[Biopython-dev] hmmpfam parser
Brad Chapman
chapmanb at uga.edu
Thu Feb 12 18:52:32 EST 2004
Hi Wagied;
> Hopefully this meets the guidelines.
[...New version of the parser deleted...]
I've had a good hard look at this and done a number of fix-ups and
things to try and make things more understandable to myself, easier
to maintain, and more conformant to the normal "Biopython way" of
doing things.
I've attached a new version to this mail which cleans up a number of
things:
1. Iterator and parser are separate entities, and now behave like
standard Biopython iterators and parsers.
2. Cleaned up functions -- some functions (specifically parse()) ran
over multiple pages with heavy indenting. This is really hard to
follow and maintain -- I split things into separate internal
functions.
3. Got rid of lots of use of constants, for standard things like
newlines and other things. Again, these make the code harder to
follow.
4. Removed some of the unnecessary variables which look like they
are left over from coding the parser.
5. Wrapped lines to 80 characters or less.

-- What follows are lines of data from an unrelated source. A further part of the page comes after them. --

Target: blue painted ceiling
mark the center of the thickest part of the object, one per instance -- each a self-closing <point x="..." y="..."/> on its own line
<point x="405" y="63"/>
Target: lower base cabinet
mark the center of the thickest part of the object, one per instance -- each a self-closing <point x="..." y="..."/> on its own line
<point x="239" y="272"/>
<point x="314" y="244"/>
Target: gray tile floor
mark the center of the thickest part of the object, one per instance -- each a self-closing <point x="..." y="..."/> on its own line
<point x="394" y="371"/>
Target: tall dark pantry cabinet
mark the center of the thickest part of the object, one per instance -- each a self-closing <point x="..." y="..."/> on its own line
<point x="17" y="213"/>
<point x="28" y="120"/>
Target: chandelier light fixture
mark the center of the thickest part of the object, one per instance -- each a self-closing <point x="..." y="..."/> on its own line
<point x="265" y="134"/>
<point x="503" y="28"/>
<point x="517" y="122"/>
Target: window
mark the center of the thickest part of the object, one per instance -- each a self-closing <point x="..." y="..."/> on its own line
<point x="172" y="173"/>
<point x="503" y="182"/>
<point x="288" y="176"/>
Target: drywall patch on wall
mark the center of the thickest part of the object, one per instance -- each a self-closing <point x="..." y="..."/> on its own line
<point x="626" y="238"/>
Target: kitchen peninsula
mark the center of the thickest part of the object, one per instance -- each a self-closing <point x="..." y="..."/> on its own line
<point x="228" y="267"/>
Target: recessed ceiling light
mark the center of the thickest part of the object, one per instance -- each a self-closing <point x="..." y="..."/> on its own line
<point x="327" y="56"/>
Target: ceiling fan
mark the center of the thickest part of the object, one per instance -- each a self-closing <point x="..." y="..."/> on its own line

This leaves things much better and gives a better idea of where the
parser is at. If you like these changes and want to keep working on
it, I'd suggest that a couple of things are still missing which
could use coding.
1. The domains and families can be extracted as XML, but not
accessed through a class. The HmmpfamRecord class really needs to
have family_scores and parsed_domains be lists of objects which have
all of the elements (model, description, e-value...) as attributes
of these classes. An excellent example of how this is done is the
BLAST Record class in Bio/Blast/Record.py, which is also documented
at:
http://biopython.org/docs/tutorial/Tutorial004.html#toc10
2. There needs to be some similar way to access the alignments, so
that they are also parsed into classes.
I think things are really coming along well -- let me know what you
think about expanding the Record class to include the families,
domains and alignments and we can get this finished and all checked
in. Please also let me know if I messed any of your code during my
work on it.
Hope this helps -- glad it's coming along!
Brad
-------------- next part --------------
####################################################################### */
# COPYRIGHT INFORMATION
# Pfam DOMAIN RESULTS PARSER
# @AUTHOR: Wagied Davids
# @DATE: 22.01.2004
# @COPYRIGHT: Wagied Davids, 2004
####################################################################### */
import sys
import string
import re
import time
from types import FileType
class HmmpfamRecord:
'''
Prototype class Entry structure
@author: Wagied Davids
@date: 22.01.2004
@copyright: Wagied Davids, 2004
'''
# STATIC DATA
FAMILY_CLASSIFICATION_HEADER = 'Scores for sequence family ' \
'classification (score includes all domains):\nModel ' \
'Description Score E-value N\n' \
'-------- ----------- ' \
'----- ------- ---'
PARSED_DOMAIN_HEADER = 'Parsed for domains:\nModel ' \
'Domain seq-f seq-t hmm-f hmm-t score E-value\n' \
'-------- ------- ----- ----- ----- ----- ----- -------'
NO_HITS= '[no hits above thresholds]'
# STATIC REGEX OBJECTS
REGEX_FAMILY_SCORES= re.compile(
r'((\S.*?)\s+(\S.*?)\s+((-| )\S.*?)\s+(\S.*?)\s+(\d+))',
re.MULTILINE | re.DOTALL )
def __init__( self, query, accession= None, description= None,
family_scores= [], parsed_domains= [], alignments= [] ):
'''
Constructor for Pfam Entry structure
@param ( query, accession= None, description= None,
family_scores= [], parsed_domains= [], alignments= [] )
@return (None)
'''
self.query= query
self.accession= accession
self.description= description
self.family_scores= family_scores
# FAMILY SCORES HITLIST FOR SCORE ENTRIES
self.family_scores_hitlist= []
self.parsed_domains= parsed_domains
self.alignments= alignments
def __str__( self ):
'''
Retrieves a string representation of parser entry class
@param (None)
@return (String: representation of HmmpfamRecord class)
'''
strBuffer= ''
strBuffer= strBuffer + "<HMMER>\n"
strBuffer= strBuffer + "\t<QUERY>%s</QUERY>\n" % (self.get_query())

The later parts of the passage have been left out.